J’ai choisi d’avoir une carrière c’est vrai, qui ne laisse que peu de place pour d’autres activités. Ce choix, je l’ai fait en conscience. Je n’apprécierai pas que l’on vienne me le reprocher au prétexte que je suis une femme, et sous-entendu, la garante de l’équilibre familial.
Quels conseils donneriez-vous à de jeunes ingénieurs qui souhaiteraient s’investir comme vous dans la recherche ?
S. V. : Je leur conseillerai de saisir toutes les opportunités, de foncer pour n’avoir aucun regret. En suivant cette ligne de conduite, j’ai pour ma part fait de belles rencontres professionnelles et obtenus des résultats scientifiques très prometteurs. C’est une immense satisfaction.
Je leur dirai aussi qu’ils ne sont pas que « des mains ». Les ingénieurs ont des missions souvent transversales dites de « soutien ». Pour autant, ils sont également capables de formuler des idées, de porter des projets de recherche. Cette part de créativité doit être respectée et encouragée.
Si vous n’aviez pas embrassé cette carrière, qu’auriez-vous aimé faire ?
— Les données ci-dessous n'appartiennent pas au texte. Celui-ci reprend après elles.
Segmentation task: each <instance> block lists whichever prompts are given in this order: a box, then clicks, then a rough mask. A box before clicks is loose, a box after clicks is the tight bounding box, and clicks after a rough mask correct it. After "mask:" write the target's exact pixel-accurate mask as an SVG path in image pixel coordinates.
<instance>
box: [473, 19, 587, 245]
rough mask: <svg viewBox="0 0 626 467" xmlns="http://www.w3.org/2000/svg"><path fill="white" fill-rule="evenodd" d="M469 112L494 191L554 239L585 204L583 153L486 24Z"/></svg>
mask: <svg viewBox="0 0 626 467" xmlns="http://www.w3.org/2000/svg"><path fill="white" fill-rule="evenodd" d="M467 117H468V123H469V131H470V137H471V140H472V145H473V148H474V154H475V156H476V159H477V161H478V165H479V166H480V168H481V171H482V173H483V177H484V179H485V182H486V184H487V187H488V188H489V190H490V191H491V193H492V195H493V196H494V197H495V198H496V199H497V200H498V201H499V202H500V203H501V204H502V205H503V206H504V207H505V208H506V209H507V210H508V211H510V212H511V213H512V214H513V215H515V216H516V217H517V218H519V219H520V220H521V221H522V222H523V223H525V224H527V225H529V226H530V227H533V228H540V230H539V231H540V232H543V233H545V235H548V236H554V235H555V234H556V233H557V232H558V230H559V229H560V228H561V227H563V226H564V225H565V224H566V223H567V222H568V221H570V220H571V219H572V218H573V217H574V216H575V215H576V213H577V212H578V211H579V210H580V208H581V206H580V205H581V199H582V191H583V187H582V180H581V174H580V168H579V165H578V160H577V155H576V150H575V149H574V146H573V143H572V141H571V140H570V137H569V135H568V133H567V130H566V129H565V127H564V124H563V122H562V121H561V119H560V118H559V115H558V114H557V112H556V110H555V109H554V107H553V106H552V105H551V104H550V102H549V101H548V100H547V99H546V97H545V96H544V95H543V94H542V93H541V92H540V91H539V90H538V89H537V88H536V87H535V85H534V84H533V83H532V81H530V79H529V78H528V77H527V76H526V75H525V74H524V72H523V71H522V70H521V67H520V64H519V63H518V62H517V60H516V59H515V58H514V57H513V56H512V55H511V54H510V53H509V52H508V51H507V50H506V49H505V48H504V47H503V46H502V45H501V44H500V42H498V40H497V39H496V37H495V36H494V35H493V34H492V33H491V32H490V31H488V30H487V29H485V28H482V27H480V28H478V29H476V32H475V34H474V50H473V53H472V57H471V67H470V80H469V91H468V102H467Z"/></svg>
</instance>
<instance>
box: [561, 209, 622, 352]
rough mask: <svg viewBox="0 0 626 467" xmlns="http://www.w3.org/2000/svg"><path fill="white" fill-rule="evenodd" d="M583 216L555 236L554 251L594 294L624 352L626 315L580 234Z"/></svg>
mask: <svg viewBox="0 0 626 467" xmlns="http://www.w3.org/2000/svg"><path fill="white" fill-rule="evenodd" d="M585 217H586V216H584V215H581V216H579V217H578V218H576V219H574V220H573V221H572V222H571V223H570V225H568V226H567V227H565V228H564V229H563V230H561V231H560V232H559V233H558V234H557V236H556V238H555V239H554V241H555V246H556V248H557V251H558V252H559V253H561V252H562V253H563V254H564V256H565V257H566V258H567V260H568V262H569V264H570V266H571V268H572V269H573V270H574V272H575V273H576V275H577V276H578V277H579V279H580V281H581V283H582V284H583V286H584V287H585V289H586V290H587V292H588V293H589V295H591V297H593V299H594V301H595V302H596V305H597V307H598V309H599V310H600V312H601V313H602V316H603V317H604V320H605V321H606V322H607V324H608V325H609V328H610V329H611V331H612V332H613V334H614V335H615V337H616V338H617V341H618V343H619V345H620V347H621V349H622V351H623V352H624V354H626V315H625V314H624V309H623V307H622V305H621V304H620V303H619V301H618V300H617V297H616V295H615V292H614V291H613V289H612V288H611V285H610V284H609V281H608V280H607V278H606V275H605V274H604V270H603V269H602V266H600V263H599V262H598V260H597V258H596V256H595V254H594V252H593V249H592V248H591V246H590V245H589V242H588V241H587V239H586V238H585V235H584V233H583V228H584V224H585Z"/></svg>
S. V. : Plus jeune, je rêvais d’être artiste peintre. Avec le recul, un métier au service des personnes en difficulté ne m’aurait pas déplu. Coach par exemple. Les gens viennent assez facilement vers moi. Je les écoute, j’analyse leurs difficultés et je cherche avec eux des solutions…car il y a toujours une solution. Je crois que je suis une éternelle optimiste.
Dans cette logique d’accompagnement, j’ai participé à de nombreux jury de concours de recrutement et de promotion Inserm et université. C’est une mission à laquelle j’accorde beaucoup d’importance.
Un mot de la fin ?
S. V. : Le mot « patient » m’a toujours interpellée. Il se rapproche étymologiquement du mot patience qui est l’action de supporter, d’endurer. Le patient endure les étapes de l’attente d’un diagnostic, de l’attente d’un traitement. J’aimerais pour contrebalancer accélérer mes recherches pour lui apporter enfin LA solution. Le travail, la passion, la persévérance, l’abnégation finiront je l’espère par payer.